Diego è nella mente, nel cuore e nell’anima di tutti coloro che hanno assistito alle gesta del “Pibe de Oro”. Forse, in questo momento, al Napoli manca un giocatore, che alla stregua di Maradona, avrebbe spronato i compagni di squadra a non perdere un’occasione unica e, forse, irripetibile per la facilità di poter competere alla conquista del titolo tricolore.

“Da allenatore ho fatto i complimenti ai ragazzi, hanno giocato una gran partita e questo è quello che io chiedo alla squadra. La crescita per me si esprime attraverso l’espressione di gioco e sono molto soddisfatto dei progressi che stiamo facendo -continua Mazzarri- E’ la prima stagione che ci cimentiamo in Champions e campionato e stiamo tenendo bene entrambi i fronti. Oggi abbiamo sfiorato e cercato il gol fino al 94esimo. Poi la palla non è entrata, però ripeto: per me è come aver vinto. E se continueremo ad esprimerci su questi livelli sono certo che di partite ne vinceremo tante”
L’allenatore toscano afferma delle verità assolute ma se, malauguratamente, il Napoli, al termine del campionato, non dovesse centrare una posizione utile alla partecipazione della prossima edizione della Champions League, inevitabilmente, il progetto De Laurentiis accuserebbe una battuta di arresto preoccupante sotto tutti i punti di vista e la frase di Mazzarri: “E’ la prima stagione che ci cimentiamo in Champions e campionato” perderebbe di ogni costruttivo significato. Probabilmente, un’ulteriore intervento di mercato, invocato da più parti e non tenuto in debito conto dai dirigenti napoletani, avrebbe risolto i problemi attuali del Napoli, soprattutto nel finalizzare la notevole mole di gioco fatta con mirabile dedizione e determinazione: un giocatore, di un certo livello, per sostituire, in caso di necessità, Cavani,

Vox populi, vox Dei, locuzione latina a cui Aurelio De Laurentiis, non sembra voler prestare la dovuta attenzione.
Va benissimo la gestione societaria ed è da sottolineare il sano bilancio che posiziona il club partenopeo tra le poche società virtuose che avranno un notevole futuro ma dare uno sguardo anche al presente permetterebbe di realizzare i sogni di una tifoseria unica al Mondo che per i sogni e con i sogni segue ovunque la propria squadra del cuore contribuendo alla stabilità economica del società ed alla notevole e qualificata rappresentanza dei colori azzurri nel vecchio continente.

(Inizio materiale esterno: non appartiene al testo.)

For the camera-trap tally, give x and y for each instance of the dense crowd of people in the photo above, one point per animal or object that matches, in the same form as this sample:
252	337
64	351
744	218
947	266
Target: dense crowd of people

“Adesso guardiamo avanti. -conclude Mazzarri- Martedì giocheremo con una grandissima squadra che anche oggi ha passeggiato in campionato. Sappiamo cosa ci aspetta e cercheremo di arrivare al top e giocarci la partita alla nostra maniera” … e martedì il Napoli si gioca tutto ciò che potrebbe rilanciare la squadra partenopea in una stagione iniziata nel migliore dei modi e proseguita con soddisfazioni solo nella Champions League: un’eventuale passaggio agli ottavi di finale, porterebbe notevoli introiti, fiducia, possibilità di recuperare anche in campionato, credibilità a livello internazionale, euforia nell’ambiente partenopeo e la possibilità di credere che qualche volta anche i sogni si tramutano in realtà.